Мама и папа, разумеется, не замечают. Они никогда не замечают. Ничего.
Флинт никак не комментирует мое пренебрежение рукопожатием, просто убирает руку в карман куртки и снова кланяется, продолжая улыбаться.
— Итак, Флинт, — говорю я, — ты так и не ответил на мой вопрос. Что ты здесь делаешь? Помимо борьбы за мусорные права?
Перед тем как ответить, он несколько долгих секунд разглядывает небо.
— Я художник. Но у меня нет денег, чтобы покупать материалы и создавать произведения искусства, — он пожимает плечами. — Поэтому я нахожу материалы там, где могу, — добываю из неисчерпаемых мусорных баков Гдетотама.
Когда Флинт говорит «Гдетотам», такое ощущение, что речь он ведет о небесах.
— Взгляни. Утренняя охота удалась. — Он поворачивается, берет брезентовый мешок, ставит у моих ног. Он в постоянном движении, никогда не останавливается. — Раскрой его. Посмотри сама. Магазин открыт до трех часов. — Он покачивается взад-вперед на каблуках.
Я вытаскиваю керамическую лампу с треснувшим абажуром, пакет с осколками синего стекла, деревянный брусок, утыканный ржавыми гвоздями, большую металлическую погнутую раму для картины.
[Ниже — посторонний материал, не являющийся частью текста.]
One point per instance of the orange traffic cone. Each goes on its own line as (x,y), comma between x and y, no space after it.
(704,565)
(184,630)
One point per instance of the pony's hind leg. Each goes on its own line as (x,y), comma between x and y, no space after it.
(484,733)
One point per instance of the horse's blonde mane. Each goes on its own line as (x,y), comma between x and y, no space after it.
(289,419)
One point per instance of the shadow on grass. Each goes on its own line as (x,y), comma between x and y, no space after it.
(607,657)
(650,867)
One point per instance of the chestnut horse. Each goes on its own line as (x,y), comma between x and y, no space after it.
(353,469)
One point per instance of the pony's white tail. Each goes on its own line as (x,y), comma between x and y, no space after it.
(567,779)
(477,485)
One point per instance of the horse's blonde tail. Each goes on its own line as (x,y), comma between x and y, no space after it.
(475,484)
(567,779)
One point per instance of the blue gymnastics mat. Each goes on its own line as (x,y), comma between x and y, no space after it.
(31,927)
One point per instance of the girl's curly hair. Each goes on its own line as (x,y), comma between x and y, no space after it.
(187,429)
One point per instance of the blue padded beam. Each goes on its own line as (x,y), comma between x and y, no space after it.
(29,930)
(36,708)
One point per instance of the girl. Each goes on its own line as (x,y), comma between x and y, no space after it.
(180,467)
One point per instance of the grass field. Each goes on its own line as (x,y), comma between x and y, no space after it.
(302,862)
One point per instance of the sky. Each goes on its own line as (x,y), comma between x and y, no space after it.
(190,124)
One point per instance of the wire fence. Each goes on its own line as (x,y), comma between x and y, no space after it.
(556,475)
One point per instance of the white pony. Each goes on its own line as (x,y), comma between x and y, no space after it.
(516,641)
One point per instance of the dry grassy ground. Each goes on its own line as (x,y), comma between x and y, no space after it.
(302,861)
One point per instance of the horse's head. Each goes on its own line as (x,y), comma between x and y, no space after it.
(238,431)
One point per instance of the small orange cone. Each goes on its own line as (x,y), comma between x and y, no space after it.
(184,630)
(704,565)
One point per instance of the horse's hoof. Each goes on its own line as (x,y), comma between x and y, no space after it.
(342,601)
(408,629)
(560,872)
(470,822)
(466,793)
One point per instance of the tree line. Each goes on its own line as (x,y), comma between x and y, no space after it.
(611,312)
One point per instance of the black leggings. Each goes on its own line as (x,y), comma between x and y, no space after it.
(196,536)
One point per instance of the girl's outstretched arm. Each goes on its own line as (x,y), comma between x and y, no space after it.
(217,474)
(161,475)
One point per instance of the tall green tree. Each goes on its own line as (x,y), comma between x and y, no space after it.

— И что ты об этом думаешь? — Он вновь улыбается, дергает себя за один из блондинистых дредов, потом ощупывает дырки в штанах. Мне нравятся маленькие изъяны его одежды, и то, что вся она мятая и одно не подходит к другому, и яркие заплаты, пришитые к рукавам на локтях. Все это хорошо смотрится на нем, на его долговязом теле. Действительно хорошо. И все у него такое мягкое. Не то что у парней в школе. Очень уж наглаженные джинсы, и намазанные гелем волосы, и одежда в тон и цвет. Все холодное, чистое, резкое.
— Они клевые, — говорю я, так и думаю. Неосознанно тянусь пальцем к ржавым гвоздям, но останавливаю себя. Флинт пристально наблюдает за мной, и я в смущении краснею. — Для чего ты их используешь?
— Пока не знаю. Сотворю что-нибудь дикое и потрясающее. А может, что-то уродливое и отвратительное, и никто этого никогда не увидит.
Мы начинаем укладывать все обратно в мешок, стоя на коленях на грязном бетоне.
— Ты живешь где-то здесь, Ло?
Я смотрю в бетон, отдавая себе отчет, что как раз здесь я и не живу.
— Нет. В другом районе.
— Каком? — спрашивает он.
— В Лейквуде. Туда идет автобус. Добраться легко, — я чувствую, как щеки горят румянцем.